Older investors targeted with investment scams, regulators say
Thursday, September 4th 2003, 12:00 am
News On 6
WASHINGTON (AP) _ Often living on fixed incomes and sometimes desperate about money, older investors are being targeted with complex investment scams promising huge returns as the stock market churns and health care costs climb, state securities regulators said Thursday.
Kenneth Reusser of Beaverton, Ore., an 82-year-old former Marine aviator and decorated veteran of more than 200 combat missions in three wars, says he lost $262,500 in a high-yield investment scheme he learned about from friends he met through a club called ``Life After 50.''
Reusser and his wife, Trudy, filed a personal bankruptcy petition last week, a step ahead of the anticipated foreclosure of their hand-built home worth more than $1 million.
``I'm here as a very embarrassed individual,'' Kenneth Reusser said at a news conference with state regulators. ``We just trusted the people.''
The North American Securities Administrators Association is alerting seniors to the dangers of investment fraud and urging them to take control of their finances.
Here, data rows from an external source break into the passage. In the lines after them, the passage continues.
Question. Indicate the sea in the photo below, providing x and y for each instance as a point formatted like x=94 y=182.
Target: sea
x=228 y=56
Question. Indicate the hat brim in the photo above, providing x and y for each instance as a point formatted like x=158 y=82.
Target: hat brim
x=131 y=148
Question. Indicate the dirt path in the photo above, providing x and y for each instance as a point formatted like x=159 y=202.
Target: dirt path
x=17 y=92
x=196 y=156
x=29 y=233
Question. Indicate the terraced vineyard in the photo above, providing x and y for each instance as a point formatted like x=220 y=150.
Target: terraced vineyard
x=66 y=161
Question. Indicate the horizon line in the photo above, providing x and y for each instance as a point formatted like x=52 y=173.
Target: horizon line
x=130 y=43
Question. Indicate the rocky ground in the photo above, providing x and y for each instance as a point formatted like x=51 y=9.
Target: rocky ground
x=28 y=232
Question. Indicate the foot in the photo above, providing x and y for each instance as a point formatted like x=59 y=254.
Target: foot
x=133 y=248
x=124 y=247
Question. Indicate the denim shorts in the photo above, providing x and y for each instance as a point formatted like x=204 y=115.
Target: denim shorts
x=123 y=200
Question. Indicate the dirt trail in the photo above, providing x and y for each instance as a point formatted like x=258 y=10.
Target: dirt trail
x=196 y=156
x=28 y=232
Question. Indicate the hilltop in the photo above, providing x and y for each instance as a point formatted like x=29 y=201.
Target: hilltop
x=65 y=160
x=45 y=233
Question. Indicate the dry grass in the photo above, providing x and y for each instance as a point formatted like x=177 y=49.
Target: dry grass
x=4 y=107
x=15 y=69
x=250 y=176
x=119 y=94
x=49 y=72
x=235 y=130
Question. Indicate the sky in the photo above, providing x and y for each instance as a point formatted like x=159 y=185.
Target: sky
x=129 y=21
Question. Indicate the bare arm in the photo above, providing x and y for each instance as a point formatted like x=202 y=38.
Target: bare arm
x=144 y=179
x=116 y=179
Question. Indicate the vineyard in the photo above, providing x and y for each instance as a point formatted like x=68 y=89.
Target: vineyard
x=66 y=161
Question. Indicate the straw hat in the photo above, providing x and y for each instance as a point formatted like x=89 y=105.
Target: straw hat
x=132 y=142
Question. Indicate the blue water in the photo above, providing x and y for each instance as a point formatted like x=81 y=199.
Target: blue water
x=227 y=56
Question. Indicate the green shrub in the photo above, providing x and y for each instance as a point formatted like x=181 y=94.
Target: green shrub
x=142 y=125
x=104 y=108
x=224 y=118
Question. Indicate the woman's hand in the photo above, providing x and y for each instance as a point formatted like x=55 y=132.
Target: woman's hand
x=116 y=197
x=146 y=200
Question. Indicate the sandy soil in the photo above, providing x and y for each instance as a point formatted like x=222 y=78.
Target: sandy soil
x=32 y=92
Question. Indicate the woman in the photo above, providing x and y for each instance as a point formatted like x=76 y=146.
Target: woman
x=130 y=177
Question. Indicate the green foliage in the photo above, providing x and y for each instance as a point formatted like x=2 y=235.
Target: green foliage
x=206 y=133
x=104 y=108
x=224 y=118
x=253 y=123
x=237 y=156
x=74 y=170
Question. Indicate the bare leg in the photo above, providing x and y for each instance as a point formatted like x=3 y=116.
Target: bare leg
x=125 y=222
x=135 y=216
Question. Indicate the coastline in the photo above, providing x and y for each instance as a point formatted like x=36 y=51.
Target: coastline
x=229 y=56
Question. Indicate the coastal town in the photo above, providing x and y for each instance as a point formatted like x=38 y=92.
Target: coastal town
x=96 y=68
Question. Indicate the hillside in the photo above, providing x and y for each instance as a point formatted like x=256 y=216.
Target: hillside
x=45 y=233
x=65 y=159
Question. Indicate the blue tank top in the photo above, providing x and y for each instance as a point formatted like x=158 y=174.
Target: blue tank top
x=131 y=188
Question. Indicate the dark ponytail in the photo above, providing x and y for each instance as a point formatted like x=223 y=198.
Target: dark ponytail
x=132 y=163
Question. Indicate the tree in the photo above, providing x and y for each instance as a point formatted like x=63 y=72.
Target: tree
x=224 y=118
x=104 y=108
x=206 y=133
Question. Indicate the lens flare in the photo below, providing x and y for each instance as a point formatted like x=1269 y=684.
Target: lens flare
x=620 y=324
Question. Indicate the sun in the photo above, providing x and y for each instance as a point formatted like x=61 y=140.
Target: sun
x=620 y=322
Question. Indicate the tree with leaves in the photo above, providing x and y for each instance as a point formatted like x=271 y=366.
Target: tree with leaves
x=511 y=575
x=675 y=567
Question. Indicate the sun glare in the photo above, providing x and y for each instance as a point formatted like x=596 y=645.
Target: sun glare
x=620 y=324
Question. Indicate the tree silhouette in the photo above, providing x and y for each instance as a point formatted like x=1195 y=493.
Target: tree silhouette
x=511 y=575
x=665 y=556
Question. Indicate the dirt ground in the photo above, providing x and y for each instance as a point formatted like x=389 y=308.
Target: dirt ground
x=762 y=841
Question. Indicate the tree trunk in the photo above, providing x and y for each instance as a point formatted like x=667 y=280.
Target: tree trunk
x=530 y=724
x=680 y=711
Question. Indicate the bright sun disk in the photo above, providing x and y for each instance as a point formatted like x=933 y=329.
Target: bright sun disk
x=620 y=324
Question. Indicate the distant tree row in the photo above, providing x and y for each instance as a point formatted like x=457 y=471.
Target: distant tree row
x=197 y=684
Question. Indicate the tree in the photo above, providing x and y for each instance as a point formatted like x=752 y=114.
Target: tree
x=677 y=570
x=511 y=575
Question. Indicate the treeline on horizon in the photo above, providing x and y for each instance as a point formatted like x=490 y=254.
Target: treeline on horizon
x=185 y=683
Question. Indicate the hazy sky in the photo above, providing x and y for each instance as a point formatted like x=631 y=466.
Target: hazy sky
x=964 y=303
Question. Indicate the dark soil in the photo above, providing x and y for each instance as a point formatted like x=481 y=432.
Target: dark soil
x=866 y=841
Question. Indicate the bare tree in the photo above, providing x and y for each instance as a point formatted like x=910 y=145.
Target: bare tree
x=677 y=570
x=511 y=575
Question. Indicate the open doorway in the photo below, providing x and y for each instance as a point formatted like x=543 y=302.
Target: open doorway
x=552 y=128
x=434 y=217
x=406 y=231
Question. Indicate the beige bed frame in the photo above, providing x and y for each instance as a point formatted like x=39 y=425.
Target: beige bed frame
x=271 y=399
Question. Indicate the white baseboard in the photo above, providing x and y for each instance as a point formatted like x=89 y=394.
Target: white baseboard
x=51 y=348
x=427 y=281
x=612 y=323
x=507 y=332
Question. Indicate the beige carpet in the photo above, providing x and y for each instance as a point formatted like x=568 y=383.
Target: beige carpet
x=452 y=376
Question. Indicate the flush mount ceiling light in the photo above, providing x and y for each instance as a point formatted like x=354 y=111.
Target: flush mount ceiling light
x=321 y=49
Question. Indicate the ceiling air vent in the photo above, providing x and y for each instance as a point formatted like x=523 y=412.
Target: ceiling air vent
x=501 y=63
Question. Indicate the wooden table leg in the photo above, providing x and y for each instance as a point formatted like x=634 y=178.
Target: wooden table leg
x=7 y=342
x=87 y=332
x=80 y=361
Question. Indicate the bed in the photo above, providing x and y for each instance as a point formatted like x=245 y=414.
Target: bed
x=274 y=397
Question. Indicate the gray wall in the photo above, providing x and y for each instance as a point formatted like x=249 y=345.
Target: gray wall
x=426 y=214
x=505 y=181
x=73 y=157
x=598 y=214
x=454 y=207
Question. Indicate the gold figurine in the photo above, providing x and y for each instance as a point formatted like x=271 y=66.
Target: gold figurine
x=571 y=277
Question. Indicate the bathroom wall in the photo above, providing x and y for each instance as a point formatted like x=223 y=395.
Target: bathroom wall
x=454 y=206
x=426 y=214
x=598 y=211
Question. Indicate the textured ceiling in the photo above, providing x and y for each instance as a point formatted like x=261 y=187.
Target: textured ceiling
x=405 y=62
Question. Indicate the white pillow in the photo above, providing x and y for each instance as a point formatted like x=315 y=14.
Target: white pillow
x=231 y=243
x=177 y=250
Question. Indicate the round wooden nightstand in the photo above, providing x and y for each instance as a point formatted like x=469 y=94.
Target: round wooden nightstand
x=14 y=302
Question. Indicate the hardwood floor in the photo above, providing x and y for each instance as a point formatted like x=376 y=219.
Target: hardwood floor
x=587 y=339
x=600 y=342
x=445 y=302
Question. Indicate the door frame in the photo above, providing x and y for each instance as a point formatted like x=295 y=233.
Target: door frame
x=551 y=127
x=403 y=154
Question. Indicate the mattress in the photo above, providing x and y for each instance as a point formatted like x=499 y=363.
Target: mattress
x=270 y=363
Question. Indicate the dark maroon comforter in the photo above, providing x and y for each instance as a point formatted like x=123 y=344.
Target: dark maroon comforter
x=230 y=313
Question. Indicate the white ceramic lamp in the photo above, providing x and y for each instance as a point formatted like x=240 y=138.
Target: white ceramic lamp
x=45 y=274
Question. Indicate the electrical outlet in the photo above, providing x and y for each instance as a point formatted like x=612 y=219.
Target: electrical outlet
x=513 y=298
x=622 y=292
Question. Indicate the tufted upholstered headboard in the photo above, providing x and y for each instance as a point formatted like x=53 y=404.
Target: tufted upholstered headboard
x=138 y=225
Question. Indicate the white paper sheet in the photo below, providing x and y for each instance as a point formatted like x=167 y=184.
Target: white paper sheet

The group, which represents state and provincial securities regulators in the United States, Canada and Mexico, announced new investor education programs and a senior investor resource center on its Web site.
The regulators ``are deeply concerned that a perfect storm for investment fraud is brewing and our nation's 35 million seniors are most at risk,'' said Christine Bruenn, the group's president and Maine's securities administrator. ``To a senior living on a fixed income, no amount of money lost is too small, and could mean the difference between a secure and dignified retirement or a life of uncertainty and despair.''
Millions of people who are retired or soon-to-be retired are concerned, some even desperate, about their finances _ making them more vulnerable than ever to investment fraud and abuse, Bruenn said.
Scams currently targeting older investors involve sales of unregistered securities, bogus promissory notes and charitable gift annuities, viatical settlements in which terminally ill people sell their life insurance policies for upfront cash, and Ponzi schemes that pay some investors returns with money raised from later investors, according to the regulators' group.
It cited recent cases in Arizona, Delaware, Maine and Massachusetts. Bruenn said seniors are getting scammed in every state.
The regulators' group will monitor investment fraud issues relevant to seniors and develop education programs.